The compaction prompt explicitly instructs the LLM:
> "If a skill/workflow was actively being followed, preserve its key steps and current progress so the model can continue following it."

This ensures that:
- Skill/tool sequences are maintained
- Multi-step workflows can resume
- Current progress is not lost
- Instructions for "what's next" are preserved

### 2. Exempt Tools Philosophy

Exempt tools carry **state and instructions**, not just results:
- `LoadSkill` → workflow instructions
- `Task` → task definitions and tracking
- `TodoWrite/TodoRead` → state management
- `Ask` → dialog context

These are kept because they're instructions for the next iteration.

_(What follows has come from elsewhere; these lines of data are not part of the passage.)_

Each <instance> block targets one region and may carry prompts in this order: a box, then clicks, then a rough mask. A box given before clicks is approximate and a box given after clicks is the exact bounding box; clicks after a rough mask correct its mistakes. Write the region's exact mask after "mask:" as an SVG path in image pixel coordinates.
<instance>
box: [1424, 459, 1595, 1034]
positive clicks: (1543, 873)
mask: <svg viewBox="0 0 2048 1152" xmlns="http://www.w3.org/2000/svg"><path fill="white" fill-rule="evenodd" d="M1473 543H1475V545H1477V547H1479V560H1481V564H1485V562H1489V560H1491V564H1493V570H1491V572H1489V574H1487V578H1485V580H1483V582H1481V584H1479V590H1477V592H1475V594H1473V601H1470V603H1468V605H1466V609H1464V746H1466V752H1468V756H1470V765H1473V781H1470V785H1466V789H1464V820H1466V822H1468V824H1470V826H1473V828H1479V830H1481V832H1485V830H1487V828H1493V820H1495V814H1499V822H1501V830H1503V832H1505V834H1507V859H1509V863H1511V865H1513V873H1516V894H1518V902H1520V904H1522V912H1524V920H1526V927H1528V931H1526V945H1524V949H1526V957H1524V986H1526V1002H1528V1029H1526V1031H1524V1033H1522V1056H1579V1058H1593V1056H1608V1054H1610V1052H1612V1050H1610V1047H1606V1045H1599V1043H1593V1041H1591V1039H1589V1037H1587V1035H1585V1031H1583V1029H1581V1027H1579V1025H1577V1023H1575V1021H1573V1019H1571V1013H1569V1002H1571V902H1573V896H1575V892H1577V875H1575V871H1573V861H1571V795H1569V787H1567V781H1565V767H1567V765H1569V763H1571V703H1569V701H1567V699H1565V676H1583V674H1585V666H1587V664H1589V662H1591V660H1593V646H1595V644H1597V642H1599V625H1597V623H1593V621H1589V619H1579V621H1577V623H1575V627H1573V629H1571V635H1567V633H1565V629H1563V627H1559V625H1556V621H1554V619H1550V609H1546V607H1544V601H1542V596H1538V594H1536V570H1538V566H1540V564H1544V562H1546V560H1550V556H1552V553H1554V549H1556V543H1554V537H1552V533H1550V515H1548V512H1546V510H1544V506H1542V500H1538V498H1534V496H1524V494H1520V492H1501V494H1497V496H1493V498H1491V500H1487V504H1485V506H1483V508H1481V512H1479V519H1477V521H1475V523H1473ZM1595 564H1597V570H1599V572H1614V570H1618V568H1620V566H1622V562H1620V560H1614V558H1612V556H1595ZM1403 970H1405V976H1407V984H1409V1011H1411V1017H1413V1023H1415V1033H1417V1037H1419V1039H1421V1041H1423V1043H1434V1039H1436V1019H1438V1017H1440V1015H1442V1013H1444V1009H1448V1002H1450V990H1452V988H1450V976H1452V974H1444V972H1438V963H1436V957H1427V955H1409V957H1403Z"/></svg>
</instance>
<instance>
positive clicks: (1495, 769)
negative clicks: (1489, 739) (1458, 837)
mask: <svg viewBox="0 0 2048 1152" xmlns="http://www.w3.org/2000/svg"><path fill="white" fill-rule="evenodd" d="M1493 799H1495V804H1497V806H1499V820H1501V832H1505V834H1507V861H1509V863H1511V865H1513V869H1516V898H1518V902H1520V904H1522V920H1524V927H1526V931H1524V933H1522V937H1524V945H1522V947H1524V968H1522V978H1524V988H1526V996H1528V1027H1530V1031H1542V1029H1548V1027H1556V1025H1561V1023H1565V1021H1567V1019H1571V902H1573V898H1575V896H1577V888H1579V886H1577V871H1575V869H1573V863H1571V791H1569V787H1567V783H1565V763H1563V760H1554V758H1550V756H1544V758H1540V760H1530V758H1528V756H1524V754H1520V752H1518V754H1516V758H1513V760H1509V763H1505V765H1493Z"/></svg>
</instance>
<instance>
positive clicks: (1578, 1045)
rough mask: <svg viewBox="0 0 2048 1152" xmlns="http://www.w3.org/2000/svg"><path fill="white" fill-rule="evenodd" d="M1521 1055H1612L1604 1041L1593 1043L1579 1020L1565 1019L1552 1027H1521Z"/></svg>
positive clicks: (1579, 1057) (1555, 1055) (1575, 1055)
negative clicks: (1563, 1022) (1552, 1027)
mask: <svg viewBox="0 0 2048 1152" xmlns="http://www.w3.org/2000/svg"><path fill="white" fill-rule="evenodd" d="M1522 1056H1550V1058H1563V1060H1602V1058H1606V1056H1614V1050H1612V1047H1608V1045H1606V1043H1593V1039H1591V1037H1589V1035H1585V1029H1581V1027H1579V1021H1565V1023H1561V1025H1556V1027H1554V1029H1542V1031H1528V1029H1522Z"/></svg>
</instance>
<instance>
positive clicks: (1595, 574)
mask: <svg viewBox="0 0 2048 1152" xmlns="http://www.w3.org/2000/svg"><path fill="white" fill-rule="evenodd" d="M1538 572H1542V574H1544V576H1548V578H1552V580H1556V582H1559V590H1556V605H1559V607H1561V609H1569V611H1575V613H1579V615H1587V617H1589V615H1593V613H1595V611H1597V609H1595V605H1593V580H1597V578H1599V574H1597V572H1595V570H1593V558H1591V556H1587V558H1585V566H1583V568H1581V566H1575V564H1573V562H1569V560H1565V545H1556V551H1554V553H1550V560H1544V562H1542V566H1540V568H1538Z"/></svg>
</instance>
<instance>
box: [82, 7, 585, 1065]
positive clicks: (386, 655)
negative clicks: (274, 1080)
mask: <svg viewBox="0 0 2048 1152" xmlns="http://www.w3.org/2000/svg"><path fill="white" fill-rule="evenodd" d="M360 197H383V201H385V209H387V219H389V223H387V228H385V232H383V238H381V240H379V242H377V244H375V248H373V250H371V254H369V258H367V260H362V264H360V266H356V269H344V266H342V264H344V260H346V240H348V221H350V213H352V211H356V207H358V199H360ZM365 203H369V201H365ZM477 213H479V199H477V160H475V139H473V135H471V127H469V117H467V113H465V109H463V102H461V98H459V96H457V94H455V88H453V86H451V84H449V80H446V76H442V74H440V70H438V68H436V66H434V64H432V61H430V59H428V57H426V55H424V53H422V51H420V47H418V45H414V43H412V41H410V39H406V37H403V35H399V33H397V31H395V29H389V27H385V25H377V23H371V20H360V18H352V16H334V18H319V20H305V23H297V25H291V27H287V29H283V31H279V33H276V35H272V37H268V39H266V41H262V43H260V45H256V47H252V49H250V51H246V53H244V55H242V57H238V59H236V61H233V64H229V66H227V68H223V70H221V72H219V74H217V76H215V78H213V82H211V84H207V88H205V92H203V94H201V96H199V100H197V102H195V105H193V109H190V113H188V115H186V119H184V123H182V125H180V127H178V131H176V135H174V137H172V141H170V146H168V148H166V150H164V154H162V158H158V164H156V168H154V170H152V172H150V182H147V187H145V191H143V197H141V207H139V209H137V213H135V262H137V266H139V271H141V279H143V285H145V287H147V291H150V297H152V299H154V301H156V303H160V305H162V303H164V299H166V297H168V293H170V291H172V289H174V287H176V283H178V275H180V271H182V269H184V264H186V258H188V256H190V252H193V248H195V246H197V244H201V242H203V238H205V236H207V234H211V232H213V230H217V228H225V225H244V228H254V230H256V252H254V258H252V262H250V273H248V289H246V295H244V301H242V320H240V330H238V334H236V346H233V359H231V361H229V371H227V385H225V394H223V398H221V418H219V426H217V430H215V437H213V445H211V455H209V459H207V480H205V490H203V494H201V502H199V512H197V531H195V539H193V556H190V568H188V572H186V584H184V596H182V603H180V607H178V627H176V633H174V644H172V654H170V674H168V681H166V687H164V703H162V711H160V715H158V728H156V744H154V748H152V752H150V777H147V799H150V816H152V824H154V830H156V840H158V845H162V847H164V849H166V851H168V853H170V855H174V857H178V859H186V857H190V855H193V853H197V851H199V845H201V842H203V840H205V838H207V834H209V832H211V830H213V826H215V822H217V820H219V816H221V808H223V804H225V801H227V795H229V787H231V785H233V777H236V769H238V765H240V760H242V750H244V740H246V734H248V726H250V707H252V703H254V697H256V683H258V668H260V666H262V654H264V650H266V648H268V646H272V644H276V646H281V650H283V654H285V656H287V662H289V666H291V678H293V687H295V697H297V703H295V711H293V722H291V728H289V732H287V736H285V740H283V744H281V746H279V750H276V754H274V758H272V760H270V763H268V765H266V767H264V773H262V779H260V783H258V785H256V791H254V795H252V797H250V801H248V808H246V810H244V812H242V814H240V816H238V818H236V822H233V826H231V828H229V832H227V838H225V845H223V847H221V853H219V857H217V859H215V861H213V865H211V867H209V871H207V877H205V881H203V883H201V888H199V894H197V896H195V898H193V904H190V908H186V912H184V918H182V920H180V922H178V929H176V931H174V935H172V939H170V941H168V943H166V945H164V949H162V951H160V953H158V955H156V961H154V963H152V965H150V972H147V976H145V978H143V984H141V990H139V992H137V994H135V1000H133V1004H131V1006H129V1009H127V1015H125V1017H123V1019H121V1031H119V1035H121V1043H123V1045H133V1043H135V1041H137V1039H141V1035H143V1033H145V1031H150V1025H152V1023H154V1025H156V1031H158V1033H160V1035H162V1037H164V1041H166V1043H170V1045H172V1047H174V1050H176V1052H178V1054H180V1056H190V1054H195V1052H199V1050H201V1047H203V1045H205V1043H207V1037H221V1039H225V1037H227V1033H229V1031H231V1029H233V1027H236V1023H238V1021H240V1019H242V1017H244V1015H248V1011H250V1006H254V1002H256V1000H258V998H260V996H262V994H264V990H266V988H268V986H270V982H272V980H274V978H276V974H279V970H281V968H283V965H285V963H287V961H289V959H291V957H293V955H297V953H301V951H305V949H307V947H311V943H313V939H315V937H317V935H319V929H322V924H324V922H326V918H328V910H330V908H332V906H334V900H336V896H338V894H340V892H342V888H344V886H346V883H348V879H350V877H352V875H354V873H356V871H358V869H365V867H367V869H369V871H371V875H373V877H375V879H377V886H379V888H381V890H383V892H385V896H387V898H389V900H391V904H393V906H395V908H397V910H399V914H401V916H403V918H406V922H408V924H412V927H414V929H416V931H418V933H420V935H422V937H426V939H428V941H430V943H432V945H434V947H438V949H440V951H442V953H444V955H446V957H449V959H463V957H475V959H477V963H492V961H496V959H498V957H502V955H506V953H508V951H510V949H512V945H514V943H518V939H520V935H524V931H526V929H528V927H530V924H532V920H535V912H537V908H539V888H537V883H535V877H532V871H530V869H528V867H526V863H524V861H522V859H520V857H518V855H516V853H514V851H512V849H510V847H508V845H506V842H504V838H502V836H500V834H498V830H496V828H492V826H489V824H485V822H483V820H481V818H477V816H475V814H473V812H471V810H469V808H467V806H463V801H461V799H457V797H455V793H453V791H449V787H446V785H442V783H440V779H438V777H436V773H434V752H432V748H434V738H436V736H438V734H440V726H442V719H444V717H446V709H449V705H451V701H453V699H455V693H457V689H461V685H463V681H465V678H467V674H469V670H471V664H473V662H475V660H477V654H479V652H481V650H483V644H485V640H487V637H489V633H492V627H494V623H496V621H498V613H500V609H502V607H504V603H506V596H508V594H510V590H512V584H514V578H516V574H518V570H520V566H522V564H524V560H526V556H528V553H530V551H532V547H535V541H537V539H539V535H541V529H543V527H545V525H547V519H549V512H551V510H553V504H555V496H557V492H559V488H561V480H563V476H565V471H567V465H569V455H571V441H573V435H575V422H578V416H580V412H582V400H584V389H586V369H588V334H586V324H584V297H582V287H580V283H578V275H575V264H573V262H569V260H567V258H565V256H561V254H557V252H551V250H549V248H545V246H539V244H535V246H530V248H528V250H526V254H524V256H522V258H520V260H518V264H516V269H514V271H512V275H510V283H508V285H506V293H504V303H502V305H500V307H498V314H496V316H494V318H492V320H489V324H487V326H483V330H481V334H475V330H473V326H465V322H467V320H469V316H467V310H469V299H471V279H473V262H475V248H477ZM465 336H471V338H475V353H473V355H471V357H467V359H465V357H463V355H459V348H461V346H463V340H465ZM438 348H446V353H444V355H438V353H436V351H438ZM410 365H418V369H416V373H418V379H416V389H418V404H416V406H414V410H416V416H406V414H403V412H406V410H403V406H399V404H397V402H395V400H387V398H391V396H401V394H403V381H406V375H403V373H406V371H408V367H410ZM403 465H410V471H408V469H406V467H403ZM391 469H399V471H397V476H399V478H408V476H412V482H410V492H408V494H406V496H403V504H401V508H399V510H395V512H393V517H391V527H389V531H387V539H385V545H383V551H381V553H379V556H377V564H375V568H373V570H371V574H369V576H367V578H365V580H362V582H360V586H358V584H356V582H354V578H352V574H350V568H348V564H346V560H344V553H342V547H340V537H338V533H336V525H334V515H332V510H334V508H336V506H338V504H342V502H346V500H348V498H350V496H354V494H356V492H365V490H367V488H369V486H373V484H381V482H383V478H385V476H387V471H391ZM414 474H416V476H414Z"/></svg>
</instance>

### 3. Graceful Degradation

All compaction is **non-blocking**:
- Network error in auto_compact? → Log and continue
- Micro_compact always succeeds (no I/O)
- Explicit compact tool just signals intent

System doesn't crash or hang if compression fails.

### 4. Session Continuity

After auto_compact:
```
Message history is: [user_msg(summary), assistant_msg(ack)]
Agent continues from here with new messages
Next tool results will be added fresh
Micro_compact will protect them
```

Model can seamlessly continue from the summary.

---

## Configuration

### CompactConfig (in config.yaml)

```yaml
[compact]
enabled = true                    # Enable/disable compaction
token_threshold = 204800          # Auto-compact trigger (default: 256 * 800)
keep_recent = 10                  # Micro-compact: keep this many recent tool results
```

### Debug: Check Compaction

To see if compaction happened:
```bash
# Check logs
tail -f ~/.jdata/logs/agent_loop.log

# Look for:
# - "micro_compact triggered"
# - "auto_compact triggered"
# - "Transcript saved: ..."
```

### Manual Compaction

User can call during chat:
```
/Compact

Parameters (optional):
- focus: "What to preserve"
```

Or agent can detect it's getting long and call it autonomously.